Öyle bir zamanın pençesindeyiz ki duygularımız ve aklımız paramparça. Sanal âlemde geze geze kendimize sanal bir koza ördük. Şimdi ise ördüğümüz bu kozları yırtıp atamıyoruz, başımızı dışarı çıkarmaya korkuyoruz.

Bu yaşam tarzı bizi daha egoist ve vazgeçilmez, kendisini fazla beğenen, üstün gören, hep takdir ve ilgi bekleyen, imtiyazlı olduğuna inanan, özel muamele bekleyen, dünyanın merkezinde kendisini gören bir kişilik meydana getiriyor. Hayata ve olaylara hep “ben” merkezinden bakıyoruz. Kalabalıklar içerisinde daha çok yalnızlık çekiyoruz.

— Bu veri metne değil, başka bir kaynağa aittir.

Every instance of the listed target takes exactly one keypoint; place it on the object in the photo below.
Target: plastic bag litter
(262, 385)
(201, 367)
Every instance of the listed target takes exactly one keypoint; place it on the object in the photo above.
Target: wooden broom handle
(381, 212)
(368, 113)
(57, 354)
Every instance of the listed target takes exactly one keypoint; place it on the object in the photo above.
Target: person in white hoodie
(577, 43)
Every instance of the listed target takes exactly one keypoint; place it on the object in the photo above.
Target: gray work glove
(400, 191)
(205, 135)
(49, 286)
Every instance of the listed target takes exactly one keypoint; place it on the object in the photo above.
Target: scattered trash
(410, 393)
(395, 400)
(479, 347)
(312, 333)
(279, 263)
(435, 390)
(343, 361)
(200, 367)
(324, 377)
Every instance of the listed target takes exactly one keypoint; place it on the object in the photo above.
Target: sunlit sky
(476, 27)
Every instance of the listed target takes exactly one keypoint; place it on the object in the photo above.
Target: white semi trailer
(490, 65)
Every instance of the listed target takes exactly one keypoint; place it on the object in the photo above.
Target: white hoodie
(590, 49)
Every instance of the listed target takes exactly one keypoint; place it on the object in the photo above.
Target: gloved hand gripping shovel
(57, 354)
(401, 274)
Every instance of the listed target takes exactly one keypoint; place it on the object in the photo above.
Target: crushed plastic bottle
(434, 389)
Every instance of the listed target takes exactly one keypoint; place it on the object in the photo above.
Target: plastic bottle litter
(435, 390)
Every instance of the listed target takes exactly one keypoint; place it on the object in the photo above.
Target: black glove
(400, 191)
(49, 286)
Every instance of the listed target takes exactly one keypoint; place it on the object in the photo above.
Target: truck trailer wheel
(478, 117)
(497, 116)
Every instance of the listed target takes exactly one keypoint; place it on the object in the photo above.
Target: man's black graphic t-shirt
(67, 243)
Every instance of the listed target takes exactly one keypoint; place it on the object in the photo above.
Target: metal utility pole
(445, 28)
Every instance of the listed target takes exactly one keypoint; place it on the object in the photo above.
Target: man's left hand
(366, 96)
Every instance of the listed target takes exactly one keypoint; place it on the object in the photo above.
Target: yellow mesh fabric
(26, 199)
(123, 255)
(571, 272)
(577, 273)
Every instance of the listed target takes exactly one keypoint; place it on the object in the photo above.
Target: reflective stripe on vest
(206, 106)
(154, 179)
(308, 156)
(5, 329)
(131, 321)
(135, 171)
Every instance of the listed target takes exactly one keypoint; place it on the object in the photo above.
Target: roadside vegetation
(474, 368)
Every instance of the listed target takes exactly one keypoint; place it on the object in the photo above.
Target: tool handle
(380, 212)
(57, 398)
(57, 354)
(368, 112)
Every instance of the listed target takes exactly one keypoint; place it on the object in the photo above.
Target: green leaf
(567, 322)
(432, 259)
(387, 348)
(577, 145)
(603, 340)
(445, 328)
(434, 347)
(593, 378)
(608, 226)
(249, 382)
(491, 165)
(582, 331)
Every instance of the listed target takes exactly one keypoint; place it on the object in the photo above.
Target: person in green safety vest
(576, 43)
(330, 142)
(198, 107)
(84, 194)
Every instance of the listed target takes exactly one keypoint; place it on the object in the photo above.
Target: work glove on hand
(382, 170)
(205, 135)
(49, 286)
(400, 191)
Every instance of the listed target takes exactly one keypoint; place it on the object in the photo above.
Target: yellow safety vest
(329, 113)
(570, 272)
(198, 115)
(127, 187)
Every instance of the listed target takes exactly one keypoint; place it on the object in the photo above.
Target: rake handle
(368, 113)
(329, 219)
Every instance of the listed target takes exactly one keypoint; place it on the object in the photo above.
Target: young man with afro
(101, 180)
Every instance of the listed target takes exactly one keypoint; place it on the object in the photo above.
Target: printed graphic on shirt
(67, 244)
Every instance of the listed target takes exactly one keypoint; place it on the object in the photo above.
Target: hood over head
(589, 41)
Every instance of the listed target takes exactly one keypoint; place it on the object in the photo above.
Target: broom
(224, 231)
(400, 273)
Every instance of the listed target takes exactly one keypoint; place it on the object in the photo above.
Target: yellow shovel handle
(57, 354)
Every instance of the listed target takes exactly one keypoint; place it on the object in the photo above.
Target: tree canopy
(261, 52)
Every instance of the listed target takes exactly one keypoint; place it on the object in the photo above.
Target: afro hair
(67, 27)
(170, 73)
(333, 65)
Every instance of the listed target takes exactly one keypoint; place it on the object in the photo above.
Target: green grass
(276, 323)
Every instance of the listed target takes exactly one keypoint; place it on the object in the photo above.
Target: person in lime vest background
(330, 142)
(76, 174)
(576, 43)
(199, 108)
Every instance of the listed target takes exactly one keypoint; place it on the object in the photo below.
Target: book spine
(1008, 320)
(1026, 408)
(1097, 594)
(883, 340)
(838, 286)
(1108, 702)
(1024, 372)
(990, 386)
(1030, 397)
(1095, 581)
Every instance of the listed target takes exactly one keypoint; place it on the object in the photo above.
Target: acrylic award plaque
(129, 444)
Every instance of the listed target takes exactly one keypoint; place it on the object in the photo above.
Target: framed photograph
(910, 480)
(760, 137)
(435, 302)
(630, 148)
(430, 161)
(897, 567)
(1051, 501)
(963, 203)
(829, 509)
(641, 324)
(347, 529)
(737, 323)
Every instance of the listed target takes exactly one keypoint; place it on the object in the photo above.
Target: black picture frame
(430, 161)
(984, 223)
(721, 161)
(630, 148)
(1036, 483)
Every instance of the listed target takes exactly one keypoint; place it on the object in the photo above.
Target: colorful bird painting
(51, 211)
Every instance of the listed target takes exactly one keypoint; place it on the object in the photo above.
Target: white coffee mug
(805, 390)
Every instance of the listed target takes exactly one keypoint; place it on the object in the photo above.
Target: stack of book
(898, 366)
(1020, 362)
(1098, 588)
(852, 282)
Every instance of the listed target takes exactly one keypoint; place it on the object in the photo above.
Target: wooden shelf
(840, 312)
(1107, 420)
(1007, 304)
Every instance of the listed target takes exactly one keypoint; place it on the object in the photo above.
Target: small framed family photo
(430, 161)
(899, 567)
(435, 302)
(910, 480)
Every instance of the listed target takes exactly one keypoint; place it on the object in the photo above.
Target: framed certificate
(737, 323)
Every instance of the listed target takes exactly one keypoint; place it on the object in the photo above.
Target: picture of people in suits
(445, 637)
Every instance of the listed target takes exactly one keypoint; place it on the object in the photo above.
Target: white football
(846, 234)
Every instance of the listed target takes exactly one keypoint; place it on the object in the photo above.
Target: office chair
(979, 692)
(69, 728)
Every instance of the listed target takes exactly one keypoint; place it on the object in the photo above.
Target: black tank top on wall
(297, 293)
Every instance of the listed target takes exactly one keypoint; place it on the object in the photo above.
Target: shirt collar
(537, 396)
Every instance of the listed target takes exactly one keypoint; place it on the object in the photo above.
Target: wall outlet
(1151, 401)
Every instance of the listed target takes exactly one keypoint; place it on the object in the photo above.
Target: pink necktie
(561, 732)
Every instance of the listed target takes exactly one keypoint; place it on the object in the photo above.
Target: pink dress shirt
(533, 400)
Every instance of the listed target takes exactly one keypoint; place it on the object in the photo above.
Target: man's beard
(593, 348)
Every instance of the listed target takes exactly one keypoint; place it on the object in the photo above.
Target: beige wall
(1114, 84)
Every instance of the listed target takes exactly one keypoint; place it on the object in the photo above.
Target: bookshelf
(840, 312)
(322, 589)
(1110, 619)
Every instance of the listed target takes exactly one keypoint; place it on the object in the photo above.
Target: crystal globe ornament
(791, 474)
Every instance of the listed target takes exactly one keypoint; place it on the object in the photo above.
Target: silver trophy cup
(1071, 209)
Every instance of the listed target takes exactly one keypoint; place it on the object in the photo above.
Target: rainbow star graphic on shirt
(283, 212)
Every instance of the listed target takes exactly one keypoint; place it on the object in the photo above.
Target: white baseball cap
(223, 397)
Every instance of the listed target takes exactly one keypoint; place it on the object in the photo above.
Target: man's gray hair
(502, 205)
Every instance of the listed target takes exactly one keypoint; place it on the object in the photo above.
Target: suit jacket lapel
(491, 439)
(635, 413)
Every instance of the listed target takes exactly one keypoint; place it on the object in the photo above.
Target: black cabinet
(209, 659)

Dikdörtgen bir hayat yaşıyoruz. Köşeli, keskin çizgilerle birbirinden ayrılmış. Odalarımız dikdörtgen, yatağımız dikdörtgen, yemek yediğimiz masamız dikdörtgen, asansör, kitap ve defterler vs. vs…

Hâlbuki hayatın döngüsü dairesel. Tabiatta bu dairesel döngüyü görmek mümkün, ancak başımızı kaldırıp bakma zamanı bulamıyoruz. İnsanoğlu milyarlarca kilometre uzaktaki gök cisimlerini incelerken kapı komşusunun adını bil/e/miyor.

Bu hayat tarzındaki insan değerlendirilmek, denetlenmekten ve eleştirilmekten nefret ediyor. Denetim lafzını duyunca çıldırıyor.

Denetimin sözlük anlamı,” bir işin kurallara uygun yapılıp yapılmadığını, kaytarma olup olmadığını, işin muvaffakiyetini kontrol etmek, teftiş etmek … “anlamına geliyor. Bu narsist yaşam alışkanlığı denetlenmeyi reddediyor.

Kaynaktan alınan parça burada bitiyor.